Lately, there has been an outcry from fast food workers across the land and into our local areas concerning the minimum wage. The federal minimum wage is currently $7.25 an hour. With the many complaints piling up against the quite successful fast food companies, most of us can feel a compassion for those workers and are not surprised. It just doesn't seem right that if the minimum wage had really kept pace with inflation, the minimum wage would be well over $10 an hour. Another fact is that if it had kept pace with just average labor wages, it would be close to $17 an hour.
I sort of get a kick out of the government's monthly report on new jobs as there is always a lot of crowing as to how many jobs were created by our government. However, we never hear of what types of jobs were created. Those jobs, more likely than not, are simply fast-food type jobs that fall into the minimum wage category. Those jobs can never house, feed or clothe a family, unless both parents work two fast food jobs apiece. What about the high price of just heating alone? The government can crow, but in reality, sad but true, those new jobs also are usually part time and hardly ever offer any benefits.
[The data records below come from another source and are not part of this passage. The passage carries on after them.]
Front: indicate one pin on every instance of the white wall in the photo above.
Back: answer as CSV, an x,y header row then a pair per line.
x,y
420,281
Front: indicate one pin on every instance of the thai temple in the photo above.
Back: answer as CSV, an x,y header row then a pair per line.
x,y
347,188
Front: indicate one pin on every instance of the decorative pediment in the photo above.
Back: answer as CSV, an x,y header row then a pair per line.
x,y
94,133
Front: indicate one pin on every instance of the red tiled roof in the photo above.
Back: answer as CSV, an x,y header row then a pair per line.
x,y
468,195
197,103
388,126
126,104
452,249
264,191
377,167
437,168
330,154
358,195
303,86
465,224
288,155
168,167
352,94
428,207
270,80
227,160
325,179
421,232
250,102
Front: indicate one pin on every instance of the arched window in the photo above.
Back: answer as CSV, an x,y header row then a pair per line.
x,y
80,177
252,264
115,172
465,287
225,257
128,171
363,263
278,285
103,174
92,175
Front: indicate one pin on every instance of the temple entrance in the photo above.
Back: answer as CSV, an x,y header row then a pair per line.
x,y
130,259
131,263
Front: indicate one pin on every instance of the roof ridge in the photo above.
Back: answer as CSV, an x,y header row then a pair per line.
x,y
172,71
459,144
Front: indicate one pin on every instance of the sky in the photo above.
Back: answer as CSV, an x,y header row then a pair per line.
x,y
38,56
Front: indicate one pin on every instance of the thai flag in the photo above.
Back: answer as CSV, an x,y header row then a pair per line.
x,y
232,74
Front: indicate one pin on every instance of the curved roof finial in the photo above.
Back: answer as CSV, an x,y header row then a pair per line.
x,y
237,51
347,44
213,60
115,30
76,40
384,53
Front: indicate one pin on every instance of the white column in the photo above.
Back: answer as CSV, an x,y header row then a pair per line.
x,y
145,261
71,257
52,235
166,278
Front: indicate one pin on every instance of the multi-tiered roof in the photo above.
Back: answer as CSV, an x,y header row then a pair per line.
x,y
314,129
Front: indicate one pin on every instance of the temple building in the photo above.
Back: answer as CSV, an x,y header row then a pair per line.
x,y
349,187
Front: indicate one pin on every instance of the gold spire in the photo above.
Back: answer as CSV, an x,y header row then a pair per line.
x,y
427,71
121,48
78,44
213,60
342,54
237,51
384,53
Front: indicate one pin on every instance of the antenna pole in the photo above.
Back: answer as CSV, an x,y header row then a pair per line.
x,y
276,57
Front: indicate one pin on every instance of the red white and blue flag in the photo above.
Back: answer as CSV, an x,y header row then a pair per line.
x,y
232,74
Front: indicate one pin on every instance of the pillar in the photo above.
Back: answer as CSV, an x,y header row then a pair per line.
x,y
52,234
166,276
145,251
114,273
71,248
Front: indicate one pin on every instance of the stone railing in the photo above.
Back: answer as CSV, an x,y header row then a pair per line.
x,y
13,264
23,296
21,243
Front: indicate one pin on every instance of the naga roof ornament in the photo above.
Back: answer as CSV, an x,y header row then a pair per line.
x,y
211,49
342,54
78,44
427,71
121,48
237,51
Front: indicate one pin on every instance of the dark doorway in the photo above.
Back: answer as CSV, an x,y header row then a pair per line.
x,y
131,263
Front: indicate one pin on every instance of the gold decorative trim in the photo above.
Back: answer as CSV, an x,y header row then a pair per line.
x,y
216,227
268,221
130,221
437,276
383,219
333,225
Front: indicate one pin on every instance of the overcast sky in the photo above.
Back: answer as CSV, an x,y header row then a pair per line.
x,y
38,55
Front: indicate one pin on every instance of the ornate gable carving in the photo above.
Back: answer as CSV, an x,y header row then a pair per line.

As I usually do, I try to inject a bit of history into these columns, and again I will try to do that. Congress instituted the minimum wage in 1938 as part of the Fair Labor Standards Act or FLSA. The first minimum wage stood at 25 cents an hour. Wow, could we live on that today? The last minimum wage increase occurred in 2007. That's when Congress raised the rates in steps from $5.15 an hour that year to $7.25 an hour in July 2009. The District of Columbia and 19 states have established local minimum wages higher than the federal rate. Currently, the highest minimum rate in the country is Washington state at $9.19 an hour. The average minimum wage in our country, including higher state rates, stands at $7.57 an hour.
Did you know that there are fewer people earning minimum wages than you may think? Approximately 3.7 million workers reported making a minimum wage or close to 3 percent of all workers in the U.S. Of course, those workers have to include a lot of teenagers who are still in school. About half of those are between the ages of 16 and 24. The rest are 24 and older. One important factor is that minimum wage does give these workers somewhat of an experience and also teaches them the bare essentials in job skills before they move on to better jobs. They will, in some cases, to be able to receive food stamps and other government benefits. Some members of Congress are pushing for at least $10 an hour minimum wage. The president is pushing for $9 an hour with a statement that no one working full time should live in poverty. Will they get that raise?
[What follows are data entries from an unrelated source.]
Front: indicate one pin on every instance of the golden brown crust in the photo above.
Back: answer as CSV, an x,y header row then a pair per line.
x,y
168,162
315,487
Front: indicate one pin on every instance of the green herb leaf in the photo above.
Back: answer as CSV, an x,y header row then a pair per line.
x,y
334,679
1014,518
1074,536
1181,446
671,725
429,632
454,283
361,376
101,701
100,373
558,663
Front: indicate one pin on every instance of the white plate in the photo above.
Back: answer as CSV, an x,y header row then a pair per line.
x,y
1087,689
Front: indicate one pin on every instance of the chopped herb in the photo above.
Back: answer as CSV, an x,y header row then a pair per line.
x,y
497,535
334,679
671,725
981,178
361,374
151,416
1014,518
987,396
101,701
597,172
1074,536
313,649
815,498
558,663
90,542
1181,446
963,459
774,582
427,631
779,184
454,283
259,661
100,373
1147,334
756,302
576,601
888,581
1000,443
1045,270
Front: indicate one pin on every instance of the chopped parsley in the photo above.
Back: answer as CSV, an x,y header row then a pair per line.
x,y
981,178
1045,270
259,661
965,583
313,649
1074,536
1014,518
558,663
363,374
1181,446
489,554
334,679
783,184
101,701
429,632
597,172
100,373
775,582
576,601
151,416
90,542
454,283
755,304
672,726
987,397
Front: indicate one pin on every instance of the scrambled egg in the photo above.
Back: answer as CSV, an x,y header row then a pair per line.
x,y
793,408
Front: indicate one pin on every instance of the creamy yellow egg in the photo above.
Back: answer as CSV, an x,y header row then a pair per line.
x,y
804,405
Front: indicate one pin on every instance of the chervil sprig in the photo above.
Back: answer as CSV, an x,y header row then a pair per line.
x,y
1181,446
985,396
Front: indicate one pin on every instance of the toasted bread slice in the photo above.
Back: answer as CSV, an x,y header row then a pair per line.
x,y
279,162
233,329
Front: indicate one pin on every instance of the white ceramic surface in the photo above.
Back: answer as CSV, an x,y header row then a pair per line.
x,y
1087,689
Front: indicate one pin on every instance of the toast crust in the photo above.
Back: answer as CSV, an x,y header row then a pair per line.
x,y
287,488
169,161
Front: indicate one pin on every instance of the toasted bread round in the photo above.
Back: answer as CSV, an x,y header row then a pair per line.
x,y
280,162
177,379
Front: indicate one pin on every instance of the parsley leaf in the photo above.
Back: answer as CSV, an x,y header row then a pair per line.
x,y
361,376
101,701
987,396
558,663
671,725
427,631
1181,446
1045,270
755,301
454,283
At this time, there are many fast food workers who are fighting back through walkouts and strikes throughout our country. This past recession and the slow, slow recovery have certainly added to the problem. Could there even be boycotts in the fast food industry? Will those fed-up workers try to organize and keep fighting for bigger pay checks and benefits?
The fast food owners are currently very successful and would like to keep wages just where they are. There are many pros and cons on this debate. Not everyone has a college degree or is able to get high paying industrial jobs as the job market is shrinking and / or moving to other countries. For some, all that is left are fast food service jobs with low pay, which is not part of the American dream.
Whited is a Tribune Chronicle columnist.